Auf der Internationalen Luftfahrtausstellung in Berlin stellte Deutschland u.a. zwei Satelliten vor, auf denen neue Technologien für geodätische Missionen und zur Wetterbeobachtung zum Einsatz kommen. TanDem-X ist ein Satellit, der innerhalb von zweieinhalb Jahren die gesamte Erdoberfläche mit einer Genauigkeit von 2 m kartographisch erfassen soll. Dies wird durch die deutsche SAR-Radartechnik ermöglicht, die bei jedem Wetter und bei allen Lichtverhältnissen einsetzbar ist. Die erfaßten Daten können dann dazu genutzt werden, mit Hilfe spezieller Satellitenmissionen Mineral- und Wasservorkommen und andere Dinge zu erfassen, die z.B. für die Landwirtschaft wichtig sind.

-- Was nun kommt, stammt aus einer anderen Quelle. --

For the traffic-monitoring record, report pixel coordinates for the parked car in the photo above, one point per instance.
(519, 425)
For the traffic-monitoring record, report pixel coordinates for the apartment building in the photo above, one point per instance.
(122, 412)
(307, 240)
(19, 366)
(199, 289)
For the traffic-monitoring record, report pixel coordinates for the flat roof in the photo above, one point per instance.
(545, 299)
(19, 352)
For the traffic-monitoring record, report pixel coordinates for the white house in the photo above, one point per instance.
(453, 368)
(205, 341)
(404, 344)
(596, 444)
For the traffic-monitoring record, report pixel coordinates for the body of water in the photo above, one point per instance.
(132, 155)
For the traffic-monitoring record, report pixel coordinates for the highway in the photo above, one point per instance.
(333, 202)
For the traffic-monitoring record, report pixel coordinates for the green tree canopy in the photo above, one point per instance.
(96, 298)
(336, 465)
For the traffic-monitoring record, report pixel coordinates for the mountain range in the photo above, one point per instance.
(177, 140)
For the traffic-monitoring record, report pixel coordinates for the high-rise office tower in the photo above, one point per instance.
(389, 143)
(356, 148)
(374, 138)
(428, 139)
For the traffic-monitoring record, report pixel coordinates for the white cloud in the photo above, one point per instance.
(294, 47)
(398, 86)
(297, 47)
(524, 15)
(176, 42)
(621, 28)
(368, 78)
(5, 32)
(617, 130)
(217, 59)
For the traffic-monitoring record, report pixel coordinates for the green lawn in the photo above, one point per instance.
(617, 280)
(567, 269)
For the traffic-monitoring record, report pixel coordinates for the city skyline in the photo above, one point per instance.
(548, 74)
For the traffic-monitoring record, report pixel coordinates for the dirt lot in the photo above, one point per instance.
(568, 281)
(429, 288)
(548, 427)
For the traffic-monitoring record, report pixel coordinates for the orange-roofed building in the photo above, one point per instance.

Im Rahmen der Internationalen Luftfahrtausstellung stellte Nikolai Sevastjanow, Chef des Raumfahrtunternehmens Energija, das den gleichnamigen russischen Raumtransporter produziert, am 18. Mai ein Konzept zur industriellen Förderung von Helium-3 auf dem Mond vor, um die künftige Energieversorgung der Erde zu sichern. Helium-3, von dem es auf dem Mond reiche Vorkommen gibt, könnte durch den Einsatz in künftigen Hochtemperatur- und Fusionsreaktoren Öl und Gas als Energieträger ablösen und wäre eine weit effizientere Energiequelle.
Der Bau einer permanenten Basis auf dem Mond würde in zwei Schritten vollzogen. Die erste Stufe würde etwa 2 Mrd. Dollar kosten und könnte 2010-15 beginnen. Dabei kämen die schon vorhandenen Raumfahrzeuge Sojus und Proton zum Einsatz. "Der russische Anteil am Komplex der Internationalen Raumstation ISS könnte als Montageort eines interorbitalen Raumschiffkomplexes dienen, der zum Mond entsandt wird", erklärte Sevastjanow. In der zweiten Phase (2015-20) würde dann ein permanentes Raumtransportsystem geschaffen, das Menschen und Material vom und zum Mond transportiert. Dazu wäre ein bemannter, wiederverwendbarer Transporter vom Typ Kliper - die russische Version des Space Shuttle - notwendig, der gegenwärtig entwickelt wird, sowie interorbitale Schlepper, die mit Flüssigtreibstoff angetrieben werden.